THE SUSQUEHANNAH COMPANY AFFAIR

One of the most prolonged disputes in eighteenth-century Connecticut was a controversial land scheme. Spurred by the scarcity of good new land in a small colony where large families were the norm, a group met at Windham in July 1753 to organize the Susquehannah Company. Under the Charter of 1662 Connecticut’s western boundary was the Pacific Ocean, thus northern Pennsylvania fell within Connecticut’s grant. The onset of the French and Indian War in 1754 made any attempt at creating new towns in Pennsylvania impractical until the early 1760s. Actual settlement brought immediate opposition from the Penn family and Sir William Johnson (1715-1774), influential Indian agent in upper New York, as well as from conservatives in Connecticut itself. In October 1763 Indians massacred the small group of settlers, bringing a temporary halt to the first venture. That year Eliphalet Dyer (1721-1807), one of the company’s leaders, was sent to London to obtain royal approval for the settlement. Despite energetic efforts, the mission failed.

Meanwhile in Connecticut, conservative Governor Thomas Fitch (c. 1700-1774) committed political suicide by taking an oath to uphold the Stamp Act. William Pitkin (1694-1769), backed by the Sons of Liberty, replaced Fitch as governor. Thus there came into power an administration more friendly to the Susquehannah Company, which by then had won the support of the radical New Lights in eastern Connecticut. Early in 1769 new settlers arrived at Wyoming from Connecticut. In August 1769 those in the newly-established town of Wilkes-Barre on the Susquehanna River petitioned the Connecticut assembly for the formation of a new Connecticut county. The high hopes for the future were destroyed in November 1769 when a large Pennsylvania posse seized the area and forced the settlers to leave.

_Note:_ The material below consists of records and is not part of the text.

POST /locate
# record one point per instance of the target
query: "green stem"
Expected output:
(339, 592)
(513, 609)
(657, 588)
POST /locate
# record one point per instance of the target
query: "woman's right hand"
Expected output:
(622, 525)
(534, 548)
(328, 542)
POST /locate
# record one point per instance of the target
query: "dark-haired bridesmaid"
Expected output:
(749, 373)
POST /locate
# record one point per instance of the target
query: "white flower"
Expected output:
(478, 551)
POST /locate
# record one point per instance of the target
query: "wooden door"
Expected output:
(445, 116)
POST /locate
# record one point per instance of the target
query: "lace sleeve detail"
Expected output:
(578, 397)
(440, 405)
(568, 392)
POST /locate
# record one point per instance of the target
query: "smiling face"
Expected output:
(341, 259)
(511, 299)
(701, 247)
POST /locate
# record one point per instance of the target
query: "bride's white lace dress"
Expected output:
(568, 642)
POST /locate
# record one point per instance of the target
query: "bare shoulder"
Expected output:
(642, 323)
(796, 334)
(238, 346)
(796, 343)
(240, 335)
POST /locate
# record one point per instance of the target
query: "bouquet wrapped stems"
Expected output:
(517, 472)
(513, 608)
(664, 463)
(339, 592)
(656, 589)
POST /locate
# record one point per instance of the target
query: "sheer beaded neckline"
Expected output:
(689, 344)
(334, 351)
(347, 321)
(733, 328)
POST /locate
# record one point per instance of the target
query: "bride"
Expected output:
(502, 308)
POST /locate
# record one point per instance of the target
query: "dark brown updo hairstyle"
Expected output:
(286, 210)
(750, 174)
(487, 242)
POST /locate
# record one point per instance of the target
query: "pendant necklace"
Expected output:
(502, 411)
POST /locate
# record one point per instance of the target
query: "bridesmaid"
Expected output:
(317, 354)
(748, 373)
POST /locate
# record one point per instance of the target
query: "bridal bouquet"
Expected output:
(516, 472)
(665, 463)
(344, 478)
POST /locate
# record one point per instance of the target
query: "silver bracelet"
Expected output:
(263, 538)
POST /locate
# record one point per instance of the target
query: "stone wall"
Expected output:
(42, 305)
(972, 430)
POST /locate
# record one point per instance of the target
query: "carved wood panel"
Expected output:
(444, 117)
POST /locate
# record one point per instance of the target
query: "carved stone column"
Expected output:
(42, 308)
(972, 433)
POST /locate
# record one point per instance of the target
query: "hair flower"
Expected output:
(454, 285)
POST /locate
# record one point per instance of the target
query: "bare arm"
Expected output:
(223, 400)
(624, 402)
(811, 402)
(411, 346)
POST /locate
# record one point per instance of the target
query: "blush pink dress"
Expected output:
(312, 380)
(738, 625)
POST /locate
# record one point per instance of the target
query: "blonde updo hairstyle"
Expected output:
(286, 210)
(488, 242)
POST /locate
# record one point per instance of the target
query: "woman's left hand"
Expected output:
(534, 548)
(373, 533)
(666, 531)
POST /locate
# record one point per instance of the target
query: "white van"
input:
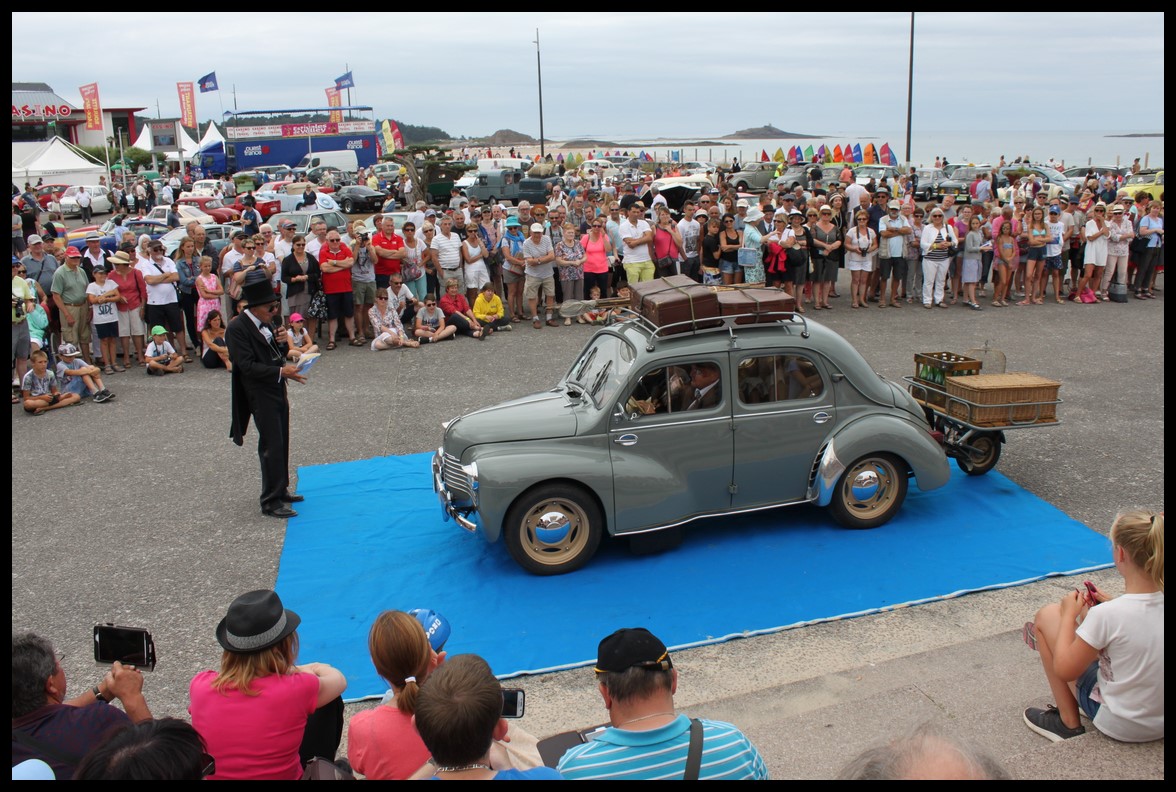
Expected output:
(343, 160)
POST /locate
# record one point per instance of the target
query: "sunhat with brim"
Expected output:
(255, 621)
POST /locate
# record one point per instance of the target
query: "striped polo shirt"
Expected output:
(660, 754)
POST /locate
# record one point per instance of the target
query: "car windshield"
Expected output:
(601, 370)
(1134, 179)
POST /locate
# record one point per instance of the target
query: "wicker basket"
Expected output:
(934, 368)
(1010, 388)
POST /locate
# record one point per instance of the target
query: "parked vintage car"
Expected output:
(187, 214)
(99, 200)
(212, 206)
(623, 445)
(219, 235)
(266, 208)
(302, 220)
(359, 198)
(1146, 181)
(753, 177)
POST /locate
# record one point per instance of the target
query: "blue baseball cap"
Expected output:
(435, 625)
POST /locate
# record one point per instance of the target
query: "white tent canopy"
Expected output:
(186, 142)
(212, 137)
(53, 160)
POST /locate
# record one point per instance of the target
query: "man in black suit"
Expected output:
(259, 374)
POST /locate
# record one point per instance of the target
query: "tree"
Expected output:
(427, 165)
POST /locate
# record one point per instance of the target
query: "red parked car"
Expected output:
(265, 208)
(214, 207)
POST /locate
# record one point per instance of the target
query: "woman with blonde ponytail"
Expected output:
(382, 744)
(1103, 656)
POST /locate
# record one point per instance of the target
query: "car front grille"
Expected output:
(456, 481)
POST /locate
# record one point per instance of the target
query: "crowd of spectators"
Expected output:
(470, 270)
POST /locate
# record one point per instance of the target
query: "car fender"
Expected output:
(893, 434)
(508, 470)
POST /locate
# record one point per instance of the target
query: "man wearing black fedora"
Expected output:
(260, 371)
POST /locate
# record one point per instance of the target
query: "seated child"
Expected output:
(299, 339)
(39, 390)
(488, 308)
(160, 354)
(79, 377)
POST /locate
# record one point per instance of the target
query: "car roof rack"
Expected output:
(726, 324)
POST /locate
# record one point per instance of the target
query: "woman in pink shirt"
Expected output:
(262, 717)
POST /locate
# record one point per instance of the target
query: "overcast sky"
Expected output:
(627, 75)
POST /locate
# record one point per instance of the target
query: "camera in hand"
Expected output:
(513, 701)
(127, 645)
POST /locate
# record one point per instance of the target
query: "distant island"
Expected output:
(768, 131)
(507, 138)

The accession of Jonathan Trumbull, Sr., (1710-1785) to the governorship in 1769 brought to power an influential and energetic supporter and company member. Although there were many setbacks, new settlements were made and in 1774 the assembly voted to legitimize the township of Westmoreland as a part of Litchfield County. In the fall of 1775 open fighting erupted between Connecticut and Pennsylvania forces. In December 1775 Connecticut Yankees defeated the Pennsylvanians, allowing Connecticut settlers to remain in control of the lands. In October 1776 the assembly transformed the town of Westmoreland into the county of Westmoreland.

The Revolutionary War brought tragedy in July 1778 when a combined British-Indian force killed about 150 settlers and drove out most of the survivors. When American control of the area was regained, Connecticut settlers returned. In 1782 both Pennsylvania and Connecticut agreed to place the matter of sovereignty before a special court, which ruled that the disputed area belonged to Pennsylvania. Although sporadic conflict continued for many years, the Connecticut settlers resigned themselves to living under Pennsylvania’s government, and in 1787 the Pennsylvania legislature confirmed their individual landholdings. Not until the early 1800s did full peace come to the long-disputed area.

For Further Reading:
Boyd, Julian P. and Taylor, Robert J., eds. The Susquehannah Company Papers. Wilkes-Barre, Pennsylvania, 1930-1933; Ithaca. New York, 1968-1971. Warfle, Richard T. Connecticut’s Western Colony: The Susquehannah Affair. Hartford, 1979.